Moderated regression without residual centering : For any interaction term, the product is computed and entered in the final model. In order to perform a mean centered moderated regression, predictors must be centered Moderated regression with residual centering: For any interaction term with order n, a regression with low order terms (n-1) is computed, and Interaction residuals are entered in the final model.

Value

lmres returns an object of class "lmres".

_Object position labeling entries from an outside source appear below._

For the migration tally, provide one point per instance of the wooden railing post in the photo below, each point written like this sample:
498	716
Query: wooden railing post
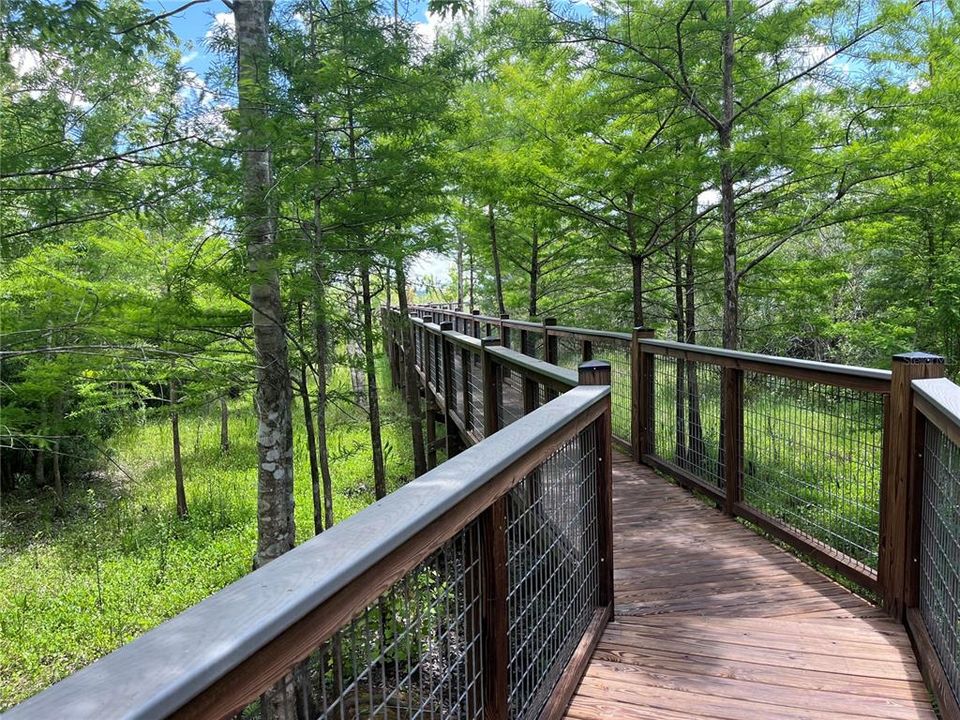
504	330
732	424
495	620
453	440
597	372
491	387
641	394
901	483
551	346
425	343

An object of class "lmres" is a list containing at least the following components:

regr.order

the numeric order of the fitted linear model

formula.StepI

the formula of the first order regression

formula.StepII

(only where relevant) the formula of the second order regression

formula.Stepfin

the formula of the x (max(x)=3) order regression

beta.StepI

a named vector of standardized coefficients for the first order regression

beta.StepII

(only where relevant) a named vector of standardized coefficients for the second order regression

beta.Stepfin

a named vector of standardized coefficients for the x (max(x)=3) order regression

StepI

a lm object for the first order regression

StepII

(only where relevant) a lm object for the second order regression

Stepfin

a lm object for the x (max(x)=3) order regression

F_change

is a list containing F change statistics

Author(s)

Alberto Mirisola and Luciano Seta

References

Little, T. D., Bovaird, J. A., & Widaman, K. F. (2006). On the Merits of Orthogonalizing Powered and Product Terms: Implications for Modeling Interactions Among Latent Variables. Structural Equation Modeling, 13(4), 497-519.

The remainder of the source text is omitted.